C'è la mamma che racconta a Dolcezze tutte le piccole manie del figlio e chiede consiglio su come insegnargli a mettere in ordine la sua roba (peccato che Dolcezze non sia molto preparata sulla didattica dell'argomento, altrimenti l'avrebbe già esercitata in casa propria); c'è il padre che viene a lamentarsi della cucina della moglie che è troppo sapida ed è causa dell'obesità del rampollo; c'è quella che racconta le drammatiche dinamiche del suo matrimonio e così cerca giustificazione alle inadempienze del povero bambino. 
E poi, standing ovation per due meravigliose mamme.

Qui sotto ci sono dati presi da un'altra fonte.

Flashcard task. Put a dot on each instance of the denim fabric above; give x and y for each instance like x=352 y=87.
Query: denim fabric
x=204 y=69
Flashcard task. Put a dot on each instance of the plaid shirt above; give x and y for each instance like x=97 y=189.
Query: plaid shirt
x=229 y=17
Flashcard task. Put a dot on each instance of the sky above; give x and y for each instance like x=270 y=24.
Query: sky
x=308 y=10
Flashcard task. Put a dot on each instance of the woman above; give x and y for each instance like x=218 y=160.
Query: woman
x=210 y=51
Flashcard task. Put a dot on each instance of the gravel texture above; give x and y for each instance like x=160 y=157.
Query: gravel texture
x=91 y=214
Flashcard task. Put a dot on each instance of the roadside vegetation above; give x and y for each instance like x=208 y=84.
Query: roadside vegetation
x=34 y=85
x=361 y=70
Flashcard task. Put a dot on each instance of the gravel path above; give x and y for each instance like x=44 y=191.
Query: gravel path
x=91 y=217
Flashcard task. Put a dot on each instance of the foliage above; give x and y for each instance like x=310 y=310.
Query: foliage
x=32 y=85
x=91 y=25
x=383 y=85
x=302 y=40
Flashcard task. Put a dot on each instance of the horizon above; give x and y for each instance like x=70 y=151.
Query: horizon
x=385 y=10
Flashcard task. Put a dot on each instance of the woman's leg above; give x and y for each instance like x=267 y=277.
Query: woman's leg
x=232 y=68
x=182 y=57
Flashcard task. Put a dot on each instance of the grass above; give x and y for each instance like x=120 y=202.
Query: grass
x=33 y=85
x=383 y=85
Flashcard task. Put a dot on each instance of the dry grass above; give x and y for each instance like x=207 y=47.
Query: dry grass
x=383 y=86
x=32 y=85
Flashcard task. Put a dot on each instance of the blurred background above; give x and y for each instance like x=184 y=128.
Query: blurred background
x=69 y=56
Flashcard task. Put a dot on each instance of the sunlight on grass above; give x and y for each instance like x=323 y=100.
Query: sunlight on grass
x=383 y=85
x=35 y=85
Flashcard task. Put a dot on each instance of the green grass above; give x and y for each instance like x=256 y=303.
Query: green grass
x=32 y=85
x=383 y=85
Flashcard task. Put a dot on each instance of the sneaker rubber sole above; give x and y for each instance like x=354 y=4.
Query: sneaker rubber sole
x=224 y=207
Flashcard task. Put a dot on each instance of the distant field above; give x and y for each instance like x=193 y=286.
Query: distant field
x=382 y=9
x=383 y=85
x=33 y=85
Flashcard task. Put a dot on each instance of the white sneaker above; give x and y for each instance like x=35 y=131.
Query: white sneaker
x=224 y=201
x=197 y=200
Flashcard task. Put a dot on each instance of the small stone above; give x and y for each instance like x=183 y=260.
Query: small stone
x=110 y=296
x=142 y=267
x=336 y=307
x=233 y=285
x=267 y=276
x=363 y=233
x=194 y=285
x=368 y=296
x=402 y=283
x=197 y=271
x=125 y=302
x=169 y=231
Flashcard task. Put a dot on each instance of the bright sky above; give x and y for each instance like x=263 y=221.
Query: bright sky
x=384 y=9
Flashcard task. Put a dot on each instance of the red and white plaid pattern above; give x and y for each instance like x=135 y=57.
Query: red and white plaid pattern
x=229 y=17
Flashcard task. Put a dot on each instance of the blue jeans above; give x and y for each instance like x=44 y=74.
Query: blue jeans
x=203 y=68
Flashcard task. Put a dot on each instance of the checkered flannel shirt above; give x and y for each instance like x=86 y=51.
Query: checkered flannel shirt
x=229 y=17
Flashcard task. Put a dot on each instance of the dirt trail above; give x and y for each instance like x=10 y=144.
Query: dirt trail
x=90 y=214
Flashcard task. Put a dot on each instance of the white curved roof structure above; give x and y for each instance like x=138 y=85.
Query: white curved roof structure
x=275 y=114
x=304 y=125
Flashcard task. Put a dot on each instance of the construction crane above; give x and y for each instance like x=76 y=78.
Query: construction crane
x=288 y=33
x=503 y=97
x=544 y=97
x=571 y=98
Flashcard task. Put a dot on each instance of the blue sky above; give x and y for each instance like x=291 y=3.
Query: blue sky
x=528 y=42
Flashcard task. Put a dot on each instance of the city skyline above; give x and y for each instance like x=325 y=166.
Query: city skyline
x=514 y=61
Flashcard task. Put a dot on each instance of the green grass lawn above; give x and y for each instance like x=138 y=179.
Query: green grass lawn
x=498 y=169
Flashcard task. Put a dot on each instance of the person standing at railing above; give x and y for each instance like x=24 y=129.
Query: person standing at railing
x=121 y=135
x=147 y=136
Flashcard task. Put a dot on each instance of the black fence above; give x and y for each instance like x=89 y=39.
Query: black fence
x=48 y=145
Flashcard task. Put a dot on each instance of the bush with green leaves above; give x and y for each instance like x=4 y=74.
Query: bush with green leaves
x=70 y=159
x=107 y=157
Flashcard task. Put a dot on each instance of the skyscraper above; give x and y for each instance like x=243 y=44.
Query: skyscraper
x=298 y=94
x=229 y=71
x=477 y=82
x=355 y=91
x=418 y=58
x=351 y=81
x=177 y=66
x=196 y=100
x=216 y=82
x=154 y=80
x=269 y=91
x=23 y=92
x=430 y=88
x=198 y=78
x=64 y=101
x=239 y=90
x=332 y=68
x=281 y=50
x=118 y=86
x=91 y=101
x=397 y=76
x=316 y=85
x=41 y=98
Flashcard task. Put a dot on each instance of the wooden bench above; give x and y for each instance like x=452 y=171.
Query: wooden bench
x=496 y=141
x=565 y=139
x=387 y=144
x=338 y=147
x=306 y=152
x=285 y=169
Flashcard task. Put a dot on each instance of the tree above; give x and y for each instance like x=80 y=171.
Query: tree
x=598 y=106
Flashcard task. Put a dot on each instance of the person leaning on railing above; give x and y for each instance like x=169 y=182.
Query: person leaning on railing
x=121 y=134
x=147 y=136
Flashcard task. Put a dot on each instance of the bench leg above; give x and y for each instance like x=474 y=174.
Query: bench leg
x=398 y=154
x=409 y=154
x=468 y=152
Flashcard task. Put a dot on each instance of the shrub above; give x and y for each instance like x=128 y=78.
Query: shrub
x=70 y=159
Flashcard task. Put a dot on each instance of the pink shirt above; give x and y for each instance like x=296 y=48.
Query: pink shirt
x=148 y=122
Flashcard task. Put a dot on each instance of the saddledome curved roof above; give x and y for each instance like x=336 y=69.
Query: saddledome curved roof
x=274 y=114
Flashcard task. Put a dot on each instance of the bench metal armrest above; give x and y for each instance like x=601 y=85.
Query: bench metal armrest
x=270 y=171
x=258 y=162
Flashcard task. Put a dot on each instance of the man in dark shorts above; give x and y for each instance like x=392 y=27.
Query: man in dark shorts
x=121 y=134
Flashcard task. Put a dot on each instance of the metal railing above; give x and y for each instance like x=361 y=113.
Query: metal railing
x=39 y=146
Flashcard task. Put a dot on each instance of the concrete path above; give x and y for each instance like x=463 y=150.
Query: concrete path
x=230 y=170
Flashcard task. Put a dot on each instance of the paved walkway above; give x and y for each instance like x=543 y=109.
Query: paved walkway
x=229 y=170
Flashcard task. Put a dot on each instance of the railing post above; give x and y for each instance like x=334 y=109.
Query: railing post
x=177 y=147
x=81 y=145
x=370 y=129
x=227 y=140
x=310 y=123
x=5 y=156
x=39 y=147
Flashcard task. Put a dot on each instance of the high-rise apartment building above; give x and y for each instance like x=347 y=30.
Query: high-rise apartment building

Dopo aver tormentato per 4 anni Dolcezze sui modesti voti del figlio, arriva la famosa madre "chesadilatino"(quiqui e anche qui):
"Professoressa, come andiamo?"
"Penso che lo abbia visto sul registro, no? Andiamo meglio. L'ultimo compito è andato benino, e anche la verifica orale...ha avuto più di 7."
"Sì, ho visto. E' questo che non capisco"
"???"
"Io mi sono stufata e non l'aiuto più. Com'è possibile che adesso abbia preso 7 e prima, quando lo seguivo io chesodilatino non andasse oltre il 6?"
"..."

Ed ora la new entry, la mamma "tuttobene", presente ogni mese:
"Buongiorno, signora! Ci rivediamo!"
"E sì, professoressa! Tutto bene, vero? Isabella è proprio brava: studia sempre, lavora con costanza, i risultati sono brillanti: lei è contentissima di mia figlia, lo so. Ce ne vorrebbero tante di alunne così: educate, diligenti ed è pure tanto carina, non trova?"
"..."
"La saluto. Ormai penso che ci vedremo l'anno prossimo"
"Sì,effettivamente il ricevimento si chiude oggi..."

E meno male.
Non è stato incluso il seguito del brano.